Archives of Orthopaedic and Trauma Surgery, 2012
Introduction Percutaneous retrograde screw fixation for acetabular fractures is a demanding procedure due to the complex anatomy of the pelvis and the varying narrow safe bony corridors. Limited information is available on optimal screw placement and the geometry of safe zones for screw insertion in the pelvis. Methods Three-dimensional reconstructions of 50 consecutive CT scans of polytrauma patients (35 males, 15 females) were used to introduce three virtual CAD bolts (representing screws) into the anterior column (superior ramus of the pubic bone), posterior column (the ischial bone) and the supraacetabular region, as performed during percutaneous screw fixation. The three-dimensional (3D) position of these screws was evaluated with a computer software (MIMICS) after virtual optimal insertion.
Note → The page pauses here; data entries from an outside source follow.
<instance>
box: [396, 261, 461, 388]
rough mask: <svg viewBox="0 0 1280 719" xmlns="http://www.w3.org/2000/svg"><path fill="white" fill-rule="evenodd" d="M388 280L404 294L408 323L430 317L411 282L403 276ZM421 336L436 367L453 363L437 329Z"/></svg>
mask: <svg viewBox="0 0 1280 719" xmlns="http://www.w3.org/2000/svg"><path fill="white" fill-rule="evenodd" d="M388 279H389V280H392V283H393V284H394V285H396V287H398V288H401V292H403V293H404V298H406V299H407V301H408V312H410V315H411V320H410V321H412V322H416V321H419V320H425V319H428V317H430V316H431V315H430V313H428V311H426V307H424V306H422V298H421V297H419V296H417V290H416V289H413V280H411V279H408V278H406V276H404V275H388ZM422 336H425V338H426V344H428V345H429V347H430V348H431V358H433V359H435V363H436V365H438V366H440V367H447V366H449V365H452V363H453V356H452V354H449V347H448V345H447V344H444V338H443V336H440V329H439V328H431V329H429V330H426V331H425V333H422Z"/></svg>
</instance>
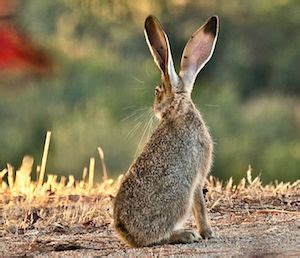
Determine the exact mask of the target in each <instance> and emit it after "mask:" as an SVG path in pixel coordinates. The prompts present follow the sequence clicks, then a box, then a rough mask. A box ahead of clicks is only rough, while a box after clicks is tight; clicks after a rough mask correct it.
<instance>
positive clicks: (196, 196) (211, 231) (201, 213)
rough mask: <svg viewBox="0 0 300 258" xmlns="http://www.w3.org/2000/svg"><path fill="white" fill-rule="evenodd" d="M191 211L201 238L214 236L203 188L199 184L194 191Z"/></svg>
mask: <svg viewBox="0 0 300 258" xmlns="http://www.w3.org/2000/svg"><path fill="white" fill-rule="evenodd" d="M193 213H194V217H195V221H196V225H197V228H198V230H199V233H200V235H201V236H202V237H203V238H213V237H215V234H214V232H213V230H212V228H211V226H210V223H209V219H208V214H207V209H206V206H205V199H204V196H203V188H202V186H201V185H200V184H199V185H198V187H197V188H196V190H195V193H194V203H193Z"/></svg>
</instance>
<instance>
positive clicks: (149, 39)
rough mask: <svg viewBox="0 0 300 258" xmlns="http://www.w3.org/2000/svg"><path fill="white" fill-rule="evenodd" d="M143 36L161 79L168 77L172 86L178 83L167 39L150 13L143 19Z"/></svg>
mask: <svg viewBox="0 0 300 258" xmlns="http://www.w3.org/2000/svg"><path fill="white" fill-rule="evenodd" d="M144 33H145V37H146V41H147V44H148V46H149V49H150V52H151V54H152V56H153V58H154V61H155V63H156V65H157V66H158V68H159V69H160V71H161V75H162V79H164V80H167V79H170V82H171V84H172V86H173V87H175V88H176V87H177V85H178V75H177V73H176V71H175V68H174V64H173V59H172V54H171V49H170V45H169V40H168V37H167V35H166V33H165V32H164V30H163V28H162V26H161V24H160V23H159V21H158V20H157V19H156V18H155V17H154V16H152V15H150V16H148V17H147V19H146V20H145V30H144Z"/></svg>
The 3D position, the narrowest zone and the distance to the hip joint of the two columns and the supraacetabular region were defined. Results The mean maximal screw length for the three virtual screws measured between 107.4 and 148 ± 18.7 mm. The narrowest zone of the pelvic bone (superior pubic ramus) had a width of 9.2 ± 2.4 mm. The average distances between the bolts and the hip joint were 3.9 and 19.4 ± 7.4 mm. For the anterior column (superior pubic ramus) screw, the mean lateral angle to the sagittal midline plane was 39.0 ± 3.2°and the mean posterior angle to the transversal midline plane was 15.1 ± 4.0°. The mean supraacetabular screw angles measured 22.4 ± 3.4°(medial), 35.3 ± 4.6°(cranial) and the mean angles for the ischial screw were 12.0 ± 5.4°(posterior) and 18.4 ± 4.0°( lateral). Conclusions The zones for safe screw positioning are very narrow, making percutaneous screw fixation of the acetabulum a challenging procedure. The predefined angles for the most frequently positioned percutaneous screws may aid in preoperative planning, decrease operative and radiation times and help to increase safe insertion of screws.